産地の仕事/観光・宿
埼玉県 秩父市番場町
秩父銘仙と番場通り
Chichibu Meisen and Bamba Street
まちとなりわい · TOWNS & TRADES
経糸に型染めをして織る銘仙の館があり、通りには昭和期の看板建築と洋品店が残る。
この場所の物語
模様は経糸のほうに型で先に染めてあって、その糸をほぐしながら織っていくんですよ。秩父銘仙はそうやって織る織物なので、模様の輪郭のほうが少しにじみます。そのにじみこそが銘仙の特徴になっていて、織り上がってみるまで正確な出方が分かりません。

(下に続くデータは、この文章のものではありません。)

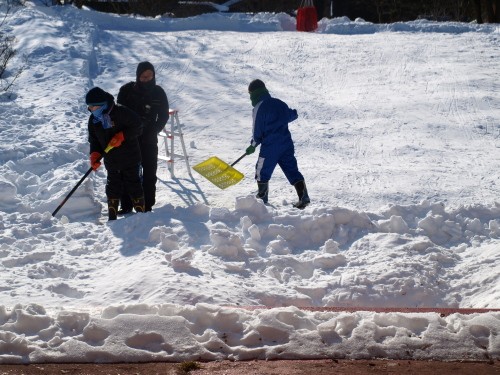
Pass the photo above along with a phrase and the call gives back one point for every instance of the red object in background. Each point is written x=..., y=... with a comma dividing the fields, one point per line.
x=307, y=18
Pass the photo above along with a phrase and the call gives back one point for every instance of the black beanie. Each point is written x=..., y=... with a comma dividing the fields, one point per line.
x=255, y=84
x=98, y=96
x=142, y=67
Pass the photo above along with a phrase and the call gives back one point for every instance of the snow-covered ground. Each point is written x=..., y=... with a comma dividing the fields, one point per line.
x=397, y=136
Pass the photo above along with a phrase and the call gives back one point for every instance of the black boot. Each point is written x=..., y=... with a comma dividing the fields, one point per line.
x=263, y=191
x=138, y=204
x=304, y=199
x=125, y=205
x=113, y=208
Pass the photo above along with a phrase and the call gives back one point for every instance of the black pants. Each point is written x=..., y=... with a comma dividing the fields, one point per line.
x=124, y=182
x=149, y=154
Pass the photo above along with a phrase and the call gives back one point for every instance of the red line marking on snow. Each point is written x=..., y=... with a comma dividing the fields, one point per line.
x=443, y=311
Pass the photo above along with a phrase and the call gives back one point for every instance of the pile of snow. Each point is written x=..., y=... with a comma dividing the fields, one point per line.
x=397, y=137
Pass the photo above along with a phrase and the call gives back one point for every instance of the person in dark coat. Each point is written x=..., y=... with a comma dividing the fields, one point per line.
x=148, y=100
x=113, y=136
x=270, y=130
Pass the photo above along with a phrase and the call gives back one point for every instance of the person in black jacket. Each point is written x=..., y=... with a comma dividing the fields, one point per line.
x=113, y=136
x=150, y=102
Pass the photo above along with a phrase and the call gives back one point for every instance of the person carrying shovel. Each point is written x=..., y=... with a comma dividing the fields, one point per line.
x=270, y=129
x=113, y=132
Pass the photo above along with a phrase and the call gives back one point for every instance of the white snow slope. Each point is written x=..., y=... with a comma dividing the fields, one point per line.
x=397, y=137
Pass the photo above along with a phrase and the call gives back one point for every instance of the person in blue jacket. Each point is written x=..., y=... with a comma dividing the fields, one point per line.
x=270, y=130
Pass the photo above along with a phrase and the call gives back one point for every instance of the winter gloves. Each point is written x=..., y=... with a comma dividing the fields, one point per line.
x=94, y=160
x=117, y=140
x=250, y=150
x=95, y=156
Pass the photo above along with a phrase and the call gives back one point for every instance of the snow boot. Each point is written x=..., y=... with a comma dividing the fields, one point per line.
x=113, y=208
x=138, y=204
x=304, y=199
x=263, y=191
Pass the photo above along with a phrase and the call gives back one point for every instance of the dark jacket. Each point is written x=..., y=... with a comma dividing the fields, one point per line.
x=129, y=153
x=151, y=105
x=270, y=126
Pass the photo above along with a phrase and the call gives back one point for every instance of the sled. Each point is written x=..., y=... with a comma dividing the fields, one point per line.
x=219, y=173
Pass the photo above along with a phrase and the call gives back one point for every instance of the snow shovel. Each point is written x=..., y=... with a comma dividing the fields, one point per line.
x=219, y=173
x=78, y=184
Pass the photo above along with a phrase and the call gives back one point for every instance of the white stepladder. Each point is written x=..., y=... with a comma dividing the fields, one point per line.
x=169, y=134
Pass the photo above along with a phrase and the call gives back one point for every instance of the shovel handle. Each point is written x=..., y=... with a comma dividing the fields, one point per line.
x=241, y=157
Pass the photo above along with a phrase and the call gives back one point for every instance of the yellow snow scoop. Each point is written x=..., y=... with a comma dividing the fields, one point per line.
x=219, y=173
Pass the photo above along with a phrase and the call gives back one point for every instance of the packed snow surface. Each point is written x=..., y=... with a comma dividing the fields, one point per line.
x=398, y=140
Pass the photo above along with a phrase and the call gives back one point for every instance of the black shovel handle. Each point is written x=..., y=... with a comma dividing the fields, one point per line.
x=241, y=157
x=78, y=184
x=71, y=192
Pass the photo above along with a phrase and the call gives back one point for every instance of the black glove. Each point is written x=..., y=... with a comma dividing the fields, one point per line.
x=250, y=150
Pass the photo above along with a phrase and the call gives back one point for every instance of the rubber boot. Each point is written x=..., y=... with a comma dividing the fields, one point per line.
x=304, y=199
x=263, y=191
x=138, y=204
x=125, y=205
x=113, y=208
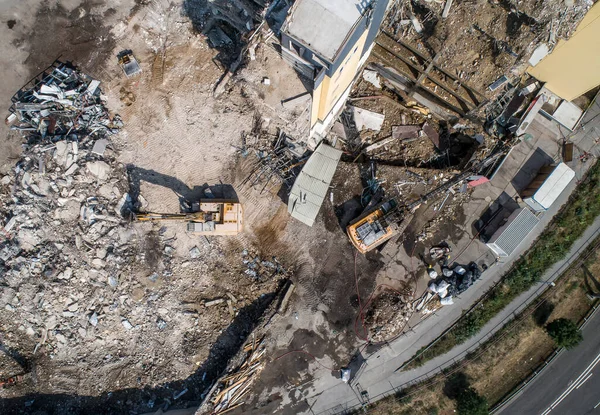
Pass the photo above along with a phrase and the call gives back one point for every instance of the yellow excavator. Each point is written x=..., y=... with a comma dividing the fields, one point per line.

番場通りには銘仙を扱う館があり、その通り沿いには昭和期の看板建築と洋品店がいまも残っています。銘仙は普段着として大量に作られた織物なので、産地に残る建物のほうにも、その時代の商いの規模が出ているんですよね。西武線で池袋へ直通することができ、秩父市の市街には病院と店が揃っていて、山と川がどちらも近い場所です。
先に染めてから織る布は、失敗をあとから直せません。経糸の位置がほんの少しずれるだけで模様が動いてしまうので、織る人の手加減のほうが、その模様の出来ばえをそのまま左右することになります。そのずれのほうを味として受け取ったところに、銘仙という商品が成り立ちました。
泊まるなら
一日では、たぶん足りない。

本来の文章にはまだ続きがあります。